Consistency check: A correct fraction chart must satisfy \[ \sum_{i=1}^{k} f_i = 1. \] Small rounding differences can occur if decimals or percents are rounded.
2) Worked example (from counts to a fraction chart)
Example dataset: a class survey recorded the preferred study method for \(n=40\) students.
| Category | Count \(x_i\) | Fraction \(f_i=\dfrac{x_i}{40}\) | Decimal | Percent | Pie angle \(\theta_i=360^\circ \cdot f_i\) |
|---|---|---|---|---|---|
| Reading notes | 20 | \(\dfrac{20}{40}=\dfrac{1}{2}\) | \(0.50\) | \(50\%\) | \(360^\circ \cdot 0.50=180^\circ\) |
| Practice problems | 12 | \(\dfrac{12}{40}=\dfrac{3}{10}\) | \(0.30\) | \(30\%\) | \(360^\circ \cdot 0.30=108^\circ\) |
| Group discussion | 8 | \(\dfrac{8}{40}=\dfrac{1}{5}\) | \(0.20\) | \(20\%\) | \(360^\circ \cdot 0.20=72^\circ\) |
The fractions sum to one: \[ \frac{1}{2}+\frac{3}{10}+\frac{1}{5}=\frac{5}{10}+\frac{3}{10}+\frac{2}{10}=\frac{10}{10}=1. \]
3) Visualization: a bar-style fraction chart (part-to-whole)
4) Interpreting a fraction chart as probability
When the chart is built from observed counts, each fraction \(f_i=\dfrac{x_i}{n}\) is also the empirical probability of selecting a random observation in category \(C_i\).

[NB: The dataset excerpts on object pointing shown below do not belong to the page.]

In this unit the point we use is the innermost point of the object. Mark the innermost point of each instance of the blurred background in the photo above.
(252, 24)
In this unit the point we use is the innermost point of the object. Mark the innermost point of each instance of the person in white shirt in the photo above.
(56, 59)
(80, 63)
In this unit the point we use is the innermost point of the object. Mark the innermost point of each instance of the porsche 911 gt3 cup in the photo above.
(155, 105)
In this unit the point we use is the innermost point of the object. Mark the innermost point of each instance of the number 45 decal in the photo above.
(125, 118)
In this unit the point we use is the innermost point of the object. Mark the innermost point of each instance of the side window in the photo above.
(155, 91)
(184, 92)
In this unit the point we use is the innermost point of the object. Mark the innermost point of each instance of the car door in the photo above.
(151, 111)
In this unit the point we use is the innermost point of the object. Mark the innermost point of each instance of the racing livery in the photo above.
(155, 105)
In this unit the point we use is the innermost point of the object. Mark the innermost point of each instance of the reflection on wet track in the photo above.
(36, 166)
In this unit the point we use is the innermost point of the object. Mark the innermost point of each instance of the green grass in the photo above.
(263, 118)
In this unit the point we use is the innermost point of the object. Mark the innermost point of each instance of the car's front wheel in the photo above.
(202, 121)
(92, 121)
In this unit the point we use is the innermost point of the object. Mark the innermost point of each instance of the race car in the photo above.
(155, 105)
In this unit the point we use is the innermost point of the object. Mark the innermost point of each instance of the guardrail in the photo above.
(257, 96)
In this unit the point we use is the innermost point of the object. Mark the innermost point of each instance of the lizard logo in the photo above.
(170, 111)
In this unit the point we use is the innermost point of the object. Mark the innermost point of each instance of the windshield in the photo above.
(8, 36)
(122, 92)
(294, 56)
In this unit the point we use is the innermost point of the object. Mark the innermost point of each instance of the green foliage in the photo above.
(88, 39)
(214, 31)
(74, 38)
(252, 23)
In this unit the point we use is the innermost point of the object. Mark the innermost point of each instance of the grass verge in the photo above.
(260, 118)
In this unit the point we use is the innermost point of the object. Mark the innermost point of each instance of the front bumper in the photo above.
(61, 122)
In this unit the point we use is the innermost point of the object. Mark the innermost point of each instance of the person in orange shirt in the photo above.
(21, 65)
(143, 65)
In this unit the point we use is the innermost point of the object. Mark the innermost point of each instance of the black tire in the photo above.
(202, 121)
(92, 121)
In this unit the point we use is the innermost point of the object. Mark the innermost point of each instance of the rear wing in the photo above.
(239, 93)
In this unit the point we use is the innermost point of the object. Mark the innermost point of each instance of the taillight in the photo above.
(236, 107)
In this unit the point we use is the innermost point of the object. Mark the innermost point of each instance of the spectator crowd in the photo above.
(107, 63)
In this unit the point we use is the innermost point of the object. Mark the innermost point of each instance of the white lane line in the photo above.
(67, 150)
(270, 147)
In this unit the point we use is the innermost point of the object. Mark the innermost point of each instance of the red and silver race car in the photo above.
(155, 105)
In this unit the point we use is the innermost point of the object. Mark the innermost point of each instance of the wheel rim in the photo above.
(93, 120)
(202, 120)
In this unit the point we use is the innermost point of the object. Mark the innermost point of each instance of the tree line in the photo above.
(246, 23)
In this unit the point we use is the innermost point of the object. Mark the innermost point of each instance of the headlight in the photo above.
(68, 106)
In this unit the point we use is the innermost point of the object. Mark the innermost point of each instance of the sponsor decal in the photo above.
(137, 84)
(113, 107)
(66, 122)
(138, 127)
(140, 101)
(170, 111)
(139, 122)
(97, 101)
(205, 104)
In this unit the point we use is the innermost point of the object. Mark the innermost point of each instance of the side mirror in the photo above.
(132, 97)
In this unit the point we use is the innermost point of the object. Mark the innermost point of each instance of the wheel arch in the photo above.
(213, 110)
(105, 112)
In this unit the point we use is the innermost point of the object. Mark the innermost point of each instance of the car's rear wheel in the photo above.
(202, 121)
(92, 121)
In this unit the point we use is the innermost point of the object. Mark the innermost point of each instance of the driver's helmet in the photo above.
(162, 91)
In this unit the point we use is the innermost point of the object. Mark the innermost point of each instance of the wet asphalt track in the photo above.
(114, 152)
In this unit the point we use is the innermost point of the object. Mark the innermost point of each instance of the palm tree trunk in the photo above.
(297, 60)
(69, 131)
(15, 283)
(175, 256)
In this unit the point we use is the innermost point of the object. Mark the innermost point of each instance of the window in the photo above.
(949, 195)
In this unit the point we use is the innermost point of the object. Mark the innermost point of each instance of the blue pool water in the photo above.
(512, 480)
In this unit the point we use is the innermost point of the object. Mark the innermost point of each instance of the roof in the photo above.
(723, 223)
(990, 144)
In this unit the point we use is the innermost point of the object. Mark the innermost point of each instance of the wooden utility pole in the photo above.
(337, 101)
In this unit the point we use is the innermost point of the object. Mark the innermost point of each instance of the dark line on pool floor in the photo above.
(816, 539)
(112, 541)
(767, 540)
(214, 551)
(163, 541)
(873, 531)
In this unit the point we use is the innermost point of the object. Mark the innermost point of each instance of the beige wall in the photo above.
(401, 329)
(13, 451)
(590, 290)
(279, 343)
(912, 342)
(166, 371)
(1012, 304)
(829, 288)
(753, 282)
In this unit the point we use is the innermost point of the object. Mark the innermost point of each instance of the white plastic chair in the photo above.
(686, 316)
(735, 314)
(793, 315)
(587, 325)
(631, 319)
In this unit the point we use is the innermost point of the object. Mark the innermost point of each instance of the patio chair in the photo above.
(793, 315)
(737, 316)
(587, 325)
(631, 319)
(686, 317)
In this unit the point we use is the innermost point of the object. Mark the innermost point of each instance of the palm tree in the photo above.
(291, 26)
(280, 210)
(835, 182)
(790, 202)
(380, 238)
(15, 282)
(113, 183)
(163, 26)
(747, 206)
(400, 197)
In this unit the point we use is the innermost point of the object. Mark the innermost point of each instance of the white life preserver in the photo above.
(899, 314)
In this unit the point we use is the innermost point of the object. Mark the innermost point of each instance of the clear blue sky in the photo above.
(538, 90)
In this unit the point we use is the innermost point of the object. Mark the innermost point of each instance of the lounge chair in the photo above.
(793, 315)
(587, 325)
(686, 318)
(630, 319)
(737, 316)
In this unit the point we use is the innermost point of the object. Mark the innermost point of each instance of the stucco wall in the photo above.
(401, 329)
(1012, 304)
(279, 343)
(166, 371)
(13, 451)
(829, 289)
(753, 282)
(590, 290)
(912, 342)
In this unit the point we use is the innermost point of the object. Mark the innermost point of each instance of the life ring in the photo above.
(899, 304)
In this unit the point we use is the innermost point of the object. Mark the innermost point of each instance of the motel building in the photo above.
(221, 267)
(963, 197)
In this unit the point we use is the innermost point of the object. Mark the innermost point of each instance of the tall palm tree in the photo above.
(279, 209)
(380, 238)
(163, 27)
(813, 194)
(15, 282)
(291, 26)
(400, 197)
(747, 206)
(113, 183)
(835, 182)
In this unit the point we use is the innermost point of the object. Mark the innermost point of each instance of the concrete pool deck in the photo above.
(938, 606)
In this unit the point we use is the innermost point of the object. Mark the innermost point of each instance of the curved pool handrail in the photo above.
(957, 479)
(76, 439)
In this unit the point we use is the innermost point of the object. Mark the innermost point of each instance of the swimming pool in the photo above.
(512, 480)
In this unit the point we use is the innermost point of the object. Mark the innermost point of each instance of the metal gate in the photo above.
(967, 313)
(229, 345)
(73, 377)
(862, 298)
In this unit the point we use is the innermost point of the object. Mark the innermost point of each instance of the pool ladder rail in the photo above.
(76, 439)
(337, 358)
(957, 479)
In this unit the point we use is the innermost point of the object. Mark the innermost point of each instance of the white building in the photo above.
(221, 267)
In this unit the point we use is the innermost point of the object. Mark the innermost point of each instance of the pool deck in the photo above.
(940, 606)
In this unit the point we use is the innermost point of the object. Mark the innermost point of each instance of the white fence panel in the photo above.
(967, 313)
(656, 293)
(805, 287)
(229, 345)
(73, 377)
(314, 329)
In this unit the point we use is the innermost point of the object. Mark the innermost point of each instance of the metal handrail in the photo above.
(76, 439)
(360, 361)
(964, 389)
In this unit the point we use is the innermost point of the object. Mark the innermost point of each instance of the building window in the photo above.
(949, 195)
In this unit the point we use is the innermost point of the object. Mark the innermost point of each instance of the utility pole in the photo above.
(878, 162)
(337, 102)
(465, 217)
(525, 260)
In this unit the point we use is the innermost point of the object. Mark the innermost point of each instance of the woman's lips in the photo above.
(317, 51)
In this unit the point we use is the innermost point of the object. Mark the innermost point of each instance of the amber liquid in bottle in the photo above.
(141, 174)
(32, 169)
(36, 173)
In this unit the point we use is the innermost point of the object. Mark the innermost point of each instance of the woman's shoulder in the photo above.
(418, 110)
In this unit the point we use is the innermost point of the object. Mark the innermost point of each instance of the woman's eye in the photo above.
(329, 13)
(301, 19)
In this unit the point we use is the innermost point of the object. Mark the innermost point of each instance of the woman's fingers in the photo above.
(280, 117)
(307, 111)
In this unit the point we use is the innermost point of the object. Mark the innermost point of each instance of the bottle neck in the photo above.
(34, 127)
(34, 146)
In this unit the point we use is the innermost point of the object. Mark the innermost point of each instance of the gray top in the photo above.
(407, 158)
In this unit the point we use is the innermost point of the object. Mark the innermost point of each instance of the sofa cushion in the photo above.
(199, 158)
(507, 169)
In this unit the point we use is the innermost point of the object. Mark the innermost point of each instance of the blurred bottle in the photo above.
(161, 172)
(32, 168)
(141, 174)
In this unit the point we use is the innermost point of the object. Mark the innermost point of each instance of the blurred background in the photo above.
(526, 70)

For the example above:
- \(\Pr(\text{Reading notes})=\dfrac{20}{40}=\dfrac{1}{2}\).
- \(\Pr(\text{Practice problems})=\dfrac{12}{40}=\dfrac{3}{10}\).
- \(\Pr(\text{Group discussion})=\dfrac{8}{40}=\dfrac{1}{5}\).
5) Common mistakes a fraction chart should avoid
- Using the wrong total: \(n\) must be the sum of all category counts.
- Fractions not summing to 1: check \(\sum f_i=1\) before graphing.
- Mixing part-to-part with part-to-whole: a fraction chart is part-to-whole; each fraction must use the same denominator \(n\).
- Rounding drift: rounding percents can make totals appear as \(99\%\) or \(101\%\); the underlying fractions still sum to 1.